- Rodger in 1941
- Born: George William Adam Rodger 19 March 1908 Hale, Cheshire, England
- Died: 24 July 1995 (aged 87) Ashford, Kent, England
- Occupation: Photographer
- Organization: Magnum Photos
- Spouses: Cicely Rodger (died 1949); ; Lois "Jinx" Witherspoon ​ ​(m. 1952)​
- Children: 3, including Peter Rodger
- Relatives: Elliot Rodger (grandson)

= George Rodger =

British photographer (1908–1995)

George William Adam Rodger (19 March 1908 – 24 July 1995) was a British photojournalist. He was noted for his work in Africa, and for photographing mass deaths at Bergen-Belsen concentration camp during the end of the World War II.

==Early life==

One of Rodger's photographs taken after the liberation of Bergen-Belsen in 1945.

Born in Hale, Cheshire, of English, Scottish, German and Swiss descent, Rodger went to school at St. Bees School in Cumberland.

== Career ==
He joined the British Merchant Navy and sailed around the world. While sailing, Rodger wrote accounts of his travels and taught himself photography to illustrate his travelogues. He was unable to get his travel writing published; after a short spell in the United States, where he failed to find work during the Depression, Rodger returned to Britain in 1936. In London, he found work as a photographer for the BBC's The Listener magazine. In 1938 he had a brief stint working for the Black Star Agency.
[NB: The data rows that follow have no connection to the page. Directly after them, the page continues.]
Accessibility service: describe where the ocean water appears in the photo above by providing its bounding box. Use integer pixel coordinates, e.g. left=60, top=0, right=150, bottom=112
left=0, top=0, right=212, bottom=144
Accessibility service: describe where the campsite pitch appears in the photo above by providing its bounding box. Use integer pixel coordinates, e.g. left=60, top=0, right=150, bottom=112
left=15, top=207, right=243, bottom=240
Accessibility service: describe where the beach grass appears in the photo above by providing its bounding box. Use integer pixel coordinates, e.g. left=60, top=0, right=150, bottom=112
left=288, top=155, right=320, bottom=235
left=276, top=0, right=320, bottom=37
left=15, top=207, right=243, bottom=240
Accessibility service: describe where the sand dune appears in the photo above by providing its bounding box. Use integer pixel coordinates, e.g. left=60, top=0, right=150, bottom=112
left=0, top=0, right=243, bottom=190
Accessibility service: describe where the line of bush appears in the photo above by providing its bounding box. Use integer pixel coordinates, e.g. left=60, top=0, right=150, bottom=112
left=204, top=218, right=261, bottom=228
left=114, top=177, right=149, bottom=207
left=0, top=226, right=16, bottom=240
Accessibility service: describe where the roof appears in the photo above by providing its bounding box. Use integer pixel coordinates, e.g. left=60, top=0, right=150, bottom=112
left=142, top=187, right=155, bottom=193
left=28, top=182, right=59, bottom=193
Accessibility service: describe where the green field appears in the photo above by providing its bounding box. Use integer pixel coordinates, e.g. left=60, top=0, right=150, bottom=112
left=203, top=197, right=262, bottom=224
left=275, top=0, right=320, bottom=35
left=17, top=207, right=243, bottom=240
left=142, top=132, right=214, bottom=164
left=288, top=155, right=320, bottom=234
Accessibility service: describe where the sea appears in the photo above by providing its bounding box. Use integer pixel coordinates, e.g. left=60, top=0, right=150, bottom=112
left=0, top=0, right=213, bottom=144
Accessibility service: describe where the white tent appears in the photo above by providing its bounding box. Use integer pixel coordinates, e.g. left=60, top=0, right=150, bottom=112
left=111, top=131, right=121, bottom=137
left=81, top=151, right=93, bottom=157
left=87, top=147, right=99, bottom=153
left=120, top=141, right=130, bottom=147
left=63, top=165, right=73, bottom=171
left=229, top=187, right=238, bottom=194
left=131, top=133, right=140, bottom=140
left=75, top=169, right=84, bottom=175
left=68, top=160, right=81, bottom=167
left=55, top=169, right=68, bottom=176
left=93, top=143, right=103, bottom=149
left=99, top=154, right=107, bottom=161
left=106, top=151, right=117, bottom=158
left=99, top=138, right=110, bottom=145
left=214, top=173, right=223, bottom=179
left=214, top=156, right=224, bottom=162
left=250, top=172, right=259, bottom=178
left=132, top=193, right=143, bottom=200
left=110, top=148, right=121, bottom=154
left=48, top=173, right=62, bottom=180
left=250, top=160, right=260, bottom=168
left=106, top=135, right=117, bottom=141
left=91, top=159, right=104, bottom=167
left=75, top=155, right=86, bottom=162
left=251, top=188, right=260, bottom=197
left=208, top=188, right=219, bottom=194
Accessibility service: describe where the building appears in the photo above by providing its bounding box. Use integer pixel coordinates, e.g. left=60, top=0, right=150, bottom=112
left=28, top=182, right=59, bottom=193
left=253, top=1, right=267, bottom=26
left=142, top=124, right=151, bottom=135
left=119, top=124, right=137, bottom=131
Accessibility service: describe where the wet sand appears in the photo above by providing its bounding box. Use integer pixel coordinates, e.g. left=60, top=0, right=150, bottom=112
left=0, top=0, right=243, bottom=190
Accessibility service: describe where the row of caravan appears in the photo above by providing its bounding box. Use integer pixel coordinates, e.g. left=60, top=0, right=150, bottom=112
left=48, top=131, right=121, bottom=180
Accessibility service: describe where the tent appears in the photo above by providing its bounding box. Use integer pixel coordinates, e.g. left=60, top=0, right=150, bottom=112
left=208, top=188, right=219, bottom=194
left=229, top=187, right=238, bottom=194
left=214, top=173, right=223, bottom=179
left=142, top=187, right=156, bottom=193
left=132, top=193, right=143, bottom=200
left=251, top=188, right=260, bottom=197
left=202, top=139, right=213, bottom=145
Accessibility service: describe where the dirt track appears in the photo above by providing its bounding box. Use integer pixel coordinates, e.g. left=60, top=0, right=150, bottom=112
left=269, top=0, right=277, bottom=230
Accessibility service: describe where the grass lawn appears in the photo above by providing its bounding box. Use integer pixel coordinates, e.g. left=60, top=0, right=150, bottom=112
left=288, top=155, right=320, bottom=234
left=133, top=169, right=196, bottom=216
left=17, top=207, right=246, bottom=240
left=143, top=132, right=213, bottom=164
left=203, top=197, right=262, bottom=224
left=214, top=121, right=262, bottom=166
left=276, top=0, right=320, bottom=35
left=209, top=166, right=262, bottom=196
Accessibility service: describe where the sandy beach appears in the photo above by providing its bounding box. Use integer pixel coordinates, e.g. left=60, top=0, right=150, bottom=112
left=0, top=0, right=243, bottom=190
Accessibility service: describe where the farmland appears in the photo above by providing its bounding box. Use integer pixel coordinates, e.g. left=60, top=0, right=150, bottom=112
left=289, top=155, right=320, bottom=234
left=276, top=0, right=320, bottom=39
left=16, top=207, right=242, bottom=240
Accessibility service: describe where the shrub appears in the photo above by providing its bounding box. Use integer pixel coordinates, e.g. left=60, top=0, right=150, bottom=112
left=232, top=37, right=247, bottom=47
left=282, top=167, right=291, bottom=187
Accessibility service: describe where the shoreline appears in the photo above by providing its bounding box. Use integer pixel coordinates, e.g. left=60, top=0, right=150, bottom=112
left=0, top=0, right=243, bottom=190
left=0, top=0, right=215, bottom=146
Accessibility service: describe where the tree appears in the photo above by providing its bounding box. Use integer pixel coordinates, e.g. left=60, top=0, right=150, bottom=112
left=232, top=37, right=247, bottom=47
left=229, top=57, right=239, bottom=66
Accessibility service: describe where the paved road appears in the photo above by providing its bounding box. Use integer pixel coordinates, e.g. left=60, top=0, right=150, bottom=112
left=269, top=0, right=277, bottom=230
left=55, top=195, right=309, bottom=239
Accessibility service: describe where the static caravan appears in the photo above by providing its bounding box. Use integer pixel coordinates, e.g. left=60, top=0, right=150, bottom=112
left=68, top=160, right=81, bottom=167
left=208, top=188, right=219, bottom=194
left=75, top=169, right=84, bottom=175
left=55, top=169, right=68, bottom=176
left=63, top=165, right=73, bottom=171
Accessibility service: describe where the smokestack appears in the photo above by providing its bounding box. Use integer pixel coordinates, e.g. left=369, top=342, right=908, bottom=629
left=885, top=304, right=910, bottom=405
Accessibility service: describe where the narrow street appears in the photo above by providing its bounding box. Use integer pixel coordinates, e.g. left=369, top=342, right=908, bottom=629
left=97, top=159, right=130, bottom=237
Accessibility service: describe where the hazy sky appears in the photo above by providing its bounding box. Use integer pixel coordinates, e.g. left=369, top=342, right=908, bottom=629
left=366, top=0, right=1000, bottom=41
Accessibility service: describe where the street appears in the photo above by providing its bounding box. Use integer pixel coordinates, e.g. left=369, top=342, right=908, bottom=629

With the outbreak of the Second World War, Rodger had a strong urge to chronicle the war. His photographs of the Blitz gained him a job as a war correspondent for Life magazine, based in the United States. Rodger covered the war in West Africa extensively and, towards the end of the war, followed the Allies' liberation of France, Belgium and Netherlands. He also covered the retreat of the British forces in Burma. He was probably the only British war reporter/photographer allowed to write a story on the Burma Road by travelling on it into China, with special permission from the Chinese military.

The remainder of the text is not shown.